4. Your investment Strategy
It’s important to evaluate as many investment options as possible when setting up an SMSF. A lot of factors such as members’ age, contributions, and the general market outlook will all play a key role in determining and directing your investment options.
An important aspect to keep in mind is that the SMSF’s main focus should be allowing members or their dependents an easier retirement. Emphasis should therefore go into having assets that guarantee members the safety net they seek in their years of retirement.
5. How Much is Needed to Kickstart SMSF?
This is entirely dependent on the circumstances of your current financial circumstances. There is no consensus really on what the appropriate amount really should be, as neither the Australian Securities for Investments Commission (ASIC) nor does the Productivity Commission provide a direct answer. However, a basic consideration should be that the minimum amount should still allow the SMSF to remain financially viable. Such costs should also be considered in the face of what it would cost if you opted for a super fund scheme rather than the SMSF.
Precisely, it’s a question of how much you are willing and is available to invest in the SMSF and to run it viably.
6. Running the Funds
The SMSF is supposed to be an income-generating investment. As such, a number of factors and guidelines underlie how the income generate is allocated.
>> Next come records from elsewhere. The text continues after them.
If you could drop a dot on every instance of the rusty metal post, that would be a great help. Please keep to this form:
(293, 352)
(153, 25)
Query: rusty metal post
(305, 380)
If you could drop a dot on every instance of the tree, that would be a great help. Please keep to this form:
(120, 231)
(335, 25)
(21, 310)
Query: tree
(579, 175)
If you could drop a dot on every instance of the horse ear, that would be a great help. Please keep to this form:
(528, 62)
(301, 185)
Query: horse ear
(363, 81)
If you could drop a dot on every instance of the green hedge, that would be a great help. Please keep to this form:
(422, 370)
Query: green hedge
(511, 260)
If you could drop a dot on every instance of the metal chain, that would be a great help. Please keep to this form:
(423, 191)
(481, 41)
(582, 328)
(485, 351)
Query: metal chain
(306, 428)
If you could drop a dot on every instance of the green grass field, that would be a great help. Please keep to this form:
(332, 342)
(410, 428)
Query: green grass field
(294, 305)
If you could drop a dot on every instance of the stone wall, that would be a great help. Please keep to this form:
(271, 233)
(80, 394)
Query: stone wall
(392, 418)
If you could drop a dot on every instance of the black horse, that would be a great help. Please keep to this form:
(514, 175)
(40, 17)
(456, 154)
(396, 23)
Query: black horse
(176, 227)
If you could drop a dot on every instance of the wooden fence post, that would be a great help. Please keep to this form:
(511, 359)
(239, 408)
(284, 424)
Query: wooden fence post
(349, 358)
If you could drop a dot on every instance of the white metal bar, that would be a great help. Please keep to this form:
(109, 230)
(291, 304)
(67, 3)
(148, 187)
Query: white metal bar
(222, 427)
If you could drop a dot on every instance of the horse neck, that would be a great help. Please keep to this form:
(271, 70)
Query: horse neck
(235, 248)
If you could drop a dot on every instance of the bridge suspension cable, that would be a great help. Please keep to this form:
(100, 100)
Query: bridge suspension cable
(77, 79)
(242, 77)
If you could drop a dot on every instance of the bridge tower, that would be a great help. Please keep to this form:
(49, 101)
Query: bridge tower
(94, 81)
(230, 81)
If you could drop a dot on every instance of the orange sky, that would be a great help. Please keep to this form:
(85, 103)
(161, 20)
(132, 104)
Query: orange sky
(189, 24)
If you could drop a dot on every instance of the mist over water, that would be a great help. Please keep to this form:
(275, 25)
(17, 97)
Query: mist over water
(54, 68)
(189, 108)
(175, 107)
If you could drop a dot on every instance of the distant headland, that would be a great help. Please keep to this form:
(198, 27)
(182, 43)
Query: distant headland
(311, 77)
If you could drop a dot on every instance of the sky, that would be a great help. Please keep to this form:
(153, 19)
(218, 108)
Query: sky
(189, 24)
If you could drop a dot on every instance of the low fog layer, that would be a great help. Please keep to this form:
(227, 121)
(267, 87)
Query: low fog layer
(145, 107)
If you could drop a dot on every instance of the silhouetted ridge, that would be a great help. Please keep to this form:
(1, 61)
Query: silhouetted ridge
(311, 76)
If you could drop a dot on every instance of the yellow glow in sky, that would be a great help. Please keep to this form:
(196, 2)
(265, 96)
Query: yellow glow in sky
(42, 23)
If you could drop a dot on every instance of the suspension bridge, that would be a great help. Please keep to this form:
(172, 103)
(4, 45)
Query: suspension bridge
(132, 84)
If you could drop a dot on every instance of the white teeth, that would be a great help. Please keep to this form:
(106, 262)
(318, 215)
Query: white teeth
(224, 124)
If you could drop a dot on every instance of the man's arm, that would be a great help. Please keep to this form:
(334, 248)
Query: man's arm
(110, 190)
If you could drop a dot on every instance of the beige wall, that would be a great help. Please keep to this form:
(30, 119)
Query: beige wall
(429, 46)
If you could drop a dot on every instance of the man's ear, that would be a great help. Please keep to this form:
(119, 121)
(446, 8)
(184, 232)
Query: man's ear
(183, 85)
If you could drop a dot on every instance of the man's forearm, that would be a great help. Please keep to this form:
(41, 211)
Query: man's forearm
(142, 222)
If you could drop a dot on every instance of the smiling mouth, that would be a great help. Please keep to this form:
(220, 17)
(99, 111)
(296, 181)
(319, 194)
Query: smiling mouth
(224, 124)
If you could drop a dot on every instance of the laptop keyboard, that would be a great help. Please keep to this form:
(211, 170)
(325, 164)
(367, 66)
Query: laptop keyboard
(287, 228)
One of the factors to put into consideration is an individual’s starting balance, the balances of the fund throughout the year as well as the entire proportions held by each member.
The retirement age of a member is a key factor in determining the future of the fund. For instance, if one member retires before the rest, their dues can be settled through a Pension account while other members continue to contribute to the joint accumulation accounts. In other words, the retired member can draw a pension stream while the rest of the members continue to contribute to the larger pool of the SMSF.
7. Contributing Assets instead of Cash
The SMSF arrangement allows a member to contribute assets instead of cash. This is called an in-specie contribution. Whereas all superannuation schemes allow this kind of contribution, the SMSF platform expands the categories of assets that can be transferred to it. Such assets are for investment purposes only, which means they cannot be used to settle pension funds or any other purpose.
8. Accumulation Accounts and Pension Accounts
For SMSF, you can have an accumulation account and a pension account.
The accumulation account will hold your contributions, and it will be the main account you will have to maintain. This can offer you a lump sum or smaller series of payments. However, there is a difference once you reach the preservation age or 65 years because you will need to open a pension account.
If you are 65 and above or have reached preservation age, then you will need to have a pension account. With a pension account, you will be required to take the minimum amount every year, which is again set by the government. Pension accounts generally attract favorable tax considerations.
Conclusion
The key to the successful management of SMSF is understanding all the component requirements. From the laws to timing and making the right investment decisions, you need to get it right. Working with a financial advisor is ultimately one of the easiest ways of going around it.